Elevate the Candidate Experience
A difficult hiring process is naturally going to discourage potentially good candidates from choosing to work for your company, so improving that process should be prioritized. This is where your data can help you.
If your metrics show that candidates are abandoning your application at the same point, that is a red flag that you will want to investigate. By identifying where the process hits a snag, you can make improvements to encourage job seekers to continue their application. As this occurs, you can evolve your processes to reflect the changing needs of job hunters in your field, increase your candidate pool, and overall improve the candidate experience. Everybody wins!
Using the data to streamline the hiring process is another way to improve candidate experience. Waiting a long time to be hired by you could potentially cost the candidate a job elsewhere, or the opposite could happen, that is, you could miss out on a quality hire, because they accepted another company’s offer, simply because the other company acted quicker.
Forecast Hiring Needs
Once you get accustomed to analyzing your data, it will become much easier to see the trends and patterns in your recruitment needs. Knowing when and how your business works will enable you to forecast future vacancies and predict the costs of hiring new employees to fill those openings. By setting up this kind of proactive recruitment strategy, can also use the data to predict the timeframe you need a person in the job you are trying to fill.
Tracking your turnover rate, for example, can offer invaluable information for the presentation of funding needs to upper management, as well as preparing your recruiting team for the tasks ahead.
What Data Do I Need?
There is a lot of different data you can pull when you are preparing to recruit and hire. You can analyze which advertising platforms are working best for your money and efforts. You can see how much time it is taking to hire. There is no formula for which KPI will work best for your organization, but you will begin to see how the data will work with your needs as you become more familiar with it.
There are three categories of KPI that you may be interested to explore, especially if you are just learning: time, quality, and cost.

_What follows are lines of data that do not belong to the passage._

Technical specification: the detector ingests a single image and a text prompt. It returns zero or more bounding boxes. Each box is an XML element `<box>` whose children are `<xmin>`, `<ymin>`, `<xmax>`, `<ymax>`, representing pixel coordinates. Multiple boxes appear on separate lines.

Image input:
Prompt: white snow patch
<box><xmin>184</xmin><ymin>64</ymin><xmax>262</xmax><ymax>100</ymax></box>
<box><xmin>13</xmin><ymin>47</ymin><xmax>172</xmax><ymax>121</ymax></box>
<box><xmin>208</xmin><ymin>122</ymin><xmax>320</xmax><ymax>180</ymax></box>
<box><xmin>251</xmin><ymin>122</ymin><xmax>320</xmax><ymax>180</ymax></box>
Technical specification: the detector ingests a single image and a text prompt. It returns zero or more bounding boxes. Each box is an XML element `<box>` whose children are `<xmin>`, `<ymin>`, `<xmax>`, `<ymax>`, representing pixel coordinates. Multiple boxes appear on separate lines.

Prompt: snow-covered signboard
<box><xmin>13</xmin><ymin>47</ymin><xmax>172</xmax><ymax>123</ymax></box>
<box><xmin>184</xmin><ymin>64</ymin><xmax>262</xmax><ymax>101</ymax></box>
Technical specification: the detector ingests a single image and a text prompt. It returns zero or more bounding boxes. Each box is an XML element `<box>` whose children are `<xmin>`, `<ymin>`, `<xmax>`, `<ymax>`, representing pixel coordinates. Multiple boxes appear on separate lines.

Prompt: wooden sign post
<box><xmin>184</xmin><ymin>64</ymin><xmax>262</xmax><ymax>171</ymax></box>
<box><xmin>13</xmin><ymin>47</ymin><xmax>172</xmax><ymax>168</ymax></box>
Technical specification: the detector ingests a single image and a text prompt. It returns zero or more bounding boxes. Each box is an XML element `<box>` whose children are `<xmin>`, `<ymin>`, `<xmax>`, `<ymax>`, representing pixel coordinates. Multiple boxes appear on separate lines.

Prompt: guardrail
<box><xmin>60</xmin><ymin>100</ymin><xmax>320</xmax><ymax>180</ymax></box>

Time.This includes how long it takes from application to hire, how long from application to acceptance of employment offer, and more. Time is money, so this is important to your bottom line.
Quality. This KPI will inform you as to how many applications you receive from which advertising platform and how many candidates are generated for each advertisement you make. This also tracks employee retention rates.
Cost. You can learn how much you are spending per hire and how much growth your candidate pool is experiencing. Your advertising costs can be tracked here as well.
The best way to determine which KPI will suit you best is to determine your hiring goals and evaluate which metrics are most relevant to those goals. Then as you analyze the appropriate metrics, you will be able to make improvements as necessary.
Bottom line
It is crucial to have a solid understanding of your company’s recruitment processes and goals. Once you know what you want to achieve, you will be able to seek out the data that will assist in getting you there. Data driven recruitment will provide all the information you need to make the best hiring decisions and improve processes to attract high quality applicants. It is the wave of the future, but you don’t have to wait.